Matsumura defines SOA Governance


It's the creation, communication, enforcement, maintenance and adaptation of policies across the SOA lifecycle of design time, run time and change time.

Matsumura writes that SOA governance is needed because of SOA's complexities. Without governance, it's too easy for individuals to breach business or technical policies -- or both.

Read Matsumura's original post. He defines the term "policies," the importance of business and IT policies, who participates, how the technologies support those policies, and so on. It's a good walk-through of the big SOA picture and the terms. As an aside, you might also want to read the coverage of Matsumura's keynote speech at SOA World 2007.

Despite Matsumura's thoroughness, I actually prefer the explanation of governance found in a August 2005 IBM document titled, "A Case for SOA Governance."

That document defines IT governance as "a decision and accountability framework to encourage desirable behavior in IT," a definition written by Peter Weill and Joanne Ross.

Governance requires a governance body to create the policies, which really define the roles within an organization. According to the IBM paper, the IT governance council determines three questions:

  1. What decisions must be made to ensure effective management and use of IT?
  2. Who should make these decisions?
  3. How will these decisions be made and monitored?

The governing body answers those questions, but management actually makes sure the answers are carried out.
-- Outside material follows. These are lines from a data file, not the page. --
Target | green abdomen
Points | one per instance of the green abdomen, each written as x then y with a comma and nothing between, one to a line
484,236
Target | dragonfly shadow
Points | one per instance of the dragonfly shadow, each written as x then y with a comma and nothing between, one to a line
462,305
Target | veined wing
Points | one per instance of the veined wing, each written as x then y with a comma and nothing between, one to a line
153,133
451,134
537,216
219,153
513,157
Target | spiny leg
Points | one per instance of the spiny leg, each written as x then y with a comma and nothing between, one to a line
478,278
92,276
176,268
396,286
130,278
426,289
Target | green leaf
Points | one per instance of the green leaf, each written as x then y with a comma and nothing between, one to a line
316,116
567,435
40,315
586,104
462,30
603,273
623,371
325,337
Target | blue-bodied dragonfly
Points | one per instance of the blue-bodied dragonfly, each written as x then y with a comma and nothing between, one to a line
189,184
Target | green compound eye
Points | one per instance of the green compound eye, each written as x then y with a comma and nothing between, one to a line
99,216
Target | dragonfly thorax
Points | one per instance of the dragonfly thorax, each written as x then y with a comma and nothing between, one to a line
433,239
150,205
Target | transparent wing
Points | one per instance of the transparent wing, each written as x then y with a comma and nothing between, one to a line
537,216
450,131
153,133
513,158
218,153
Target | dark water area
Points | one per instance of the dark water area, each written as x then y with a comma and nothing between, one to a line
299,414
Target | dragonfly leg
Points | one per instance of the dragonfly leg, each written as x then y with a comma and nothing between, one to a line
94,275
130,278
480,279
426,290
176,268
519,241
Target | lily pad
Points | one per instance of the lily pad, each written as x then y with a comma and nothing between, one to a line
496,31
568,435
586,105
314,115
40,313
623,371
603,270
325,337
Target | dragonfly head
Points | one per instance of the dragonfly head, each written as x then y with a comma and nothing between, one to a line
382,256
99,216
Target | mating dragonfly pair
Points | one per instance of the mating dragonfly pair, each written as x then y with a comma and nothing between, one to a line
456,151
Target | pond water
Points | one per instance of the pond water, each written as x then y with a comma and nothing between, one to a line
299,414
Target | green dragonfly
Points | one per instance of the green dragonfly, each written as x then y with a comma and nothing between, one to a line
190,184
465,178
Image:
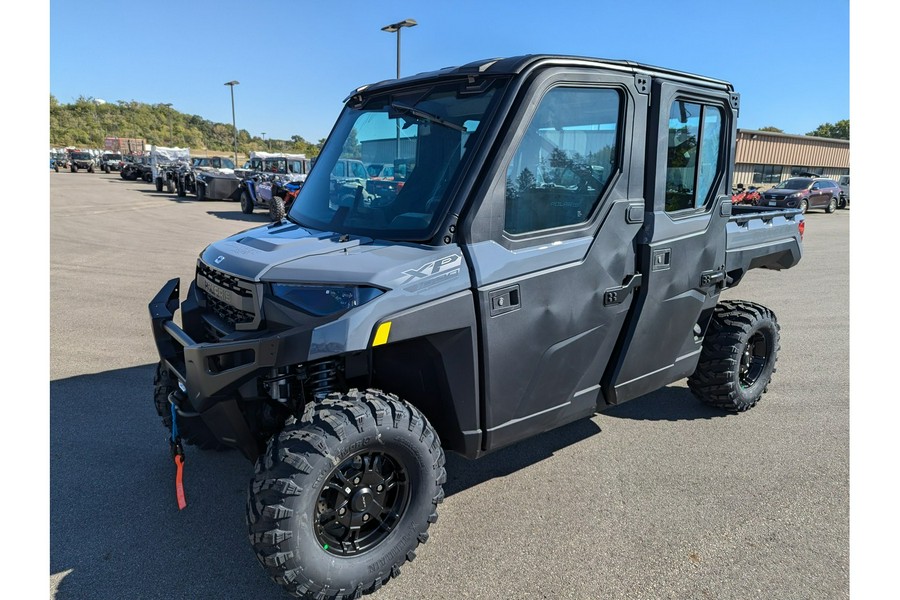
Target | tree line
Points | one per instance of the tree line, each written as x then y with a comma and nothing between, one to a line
86,122
835,131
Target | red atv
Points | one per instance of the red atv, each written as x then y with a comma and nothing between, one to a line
750,196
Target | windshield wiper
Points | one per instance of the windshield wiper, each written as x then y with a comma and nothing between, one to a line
417,112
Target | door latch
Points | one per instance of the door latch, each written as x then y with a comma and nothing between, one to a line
505,300
618,295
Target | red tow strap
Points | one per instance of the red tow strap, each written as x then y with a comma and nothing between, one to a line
179,486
So, it turns out governance does equal management plus policies. Or, to use a metaphor, IT governance is like the Constitution is to the U.S. Government. The Constitution defines the roles and how decisions are made, plus puts some general restrictions on matters -- the key business rules, if you will. But the government carries it out, or manages it.


For once, it seems IT wasn't engaging in language-bloat. Apparently, there really is a need for a word beyond simple "management."